I am using DL4J, Word Embeddings, Word2Vec.
After Word2Vec Learner node Vocabulary Extractor did some mistakes – bad mergers. Please see rows dedicated by red lines.
Bag of Words is good. Vocabulary Extractor is bad.
What should I do to avoid these mistakes as they corrupt all calculations?
Now I am forced to analyze bad combinations and insert them in the table of selected words to save estimation.
the tokenizer of the Word2Vec node just splits on whitespace. For the Bag Of Words (or more precise when the Documents are created), a more sophisticated technique is used (the technique can be selected in the configuration of the Strings To Document node). Hence, in your highlighted examples the terms seem to not be split via whitespace in the original data, thus the Word2Vec node recognizes them as a single term. Sorry for that inconvenience.
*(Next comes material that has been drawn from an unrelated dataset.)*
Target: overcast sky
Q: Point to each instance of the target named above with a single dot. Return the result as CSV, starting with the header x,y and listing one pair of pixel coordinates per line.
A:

As a workaround, you could tokenize the raw data (I assume every document is s String in your case) before feeding it to the Word2Vec node. I.e. insert a whitespace after every term. I’ll try to find a convenient method to this in KNIME.
You could do it using NLTK using a Python Scrip node. On the linked page, the first example shows how to tokenize a string.
thanks for the workflows. After the content Strings are converted to documents, the N Chars Filter seems to connect some words if they are separated by punctuation followed by whitespaces (we are going to look into why that happens). You can see this by looking at the Documents using a Document Viewer node before and after the N Chars Filter node. As these words are then connected, the Word2Vec Learner node does not recognize them as separate terms anymore. In order to fix this, just use a Punctuation Erasure node before the N Chars Filter. This way the N Chars Filter won’t connect the words anymore. Then, the Vocabulary Extractor outputs the same number of words as the Bag Of Words Creator (if duplicates are removed)
I attached a workflow showing my described solution.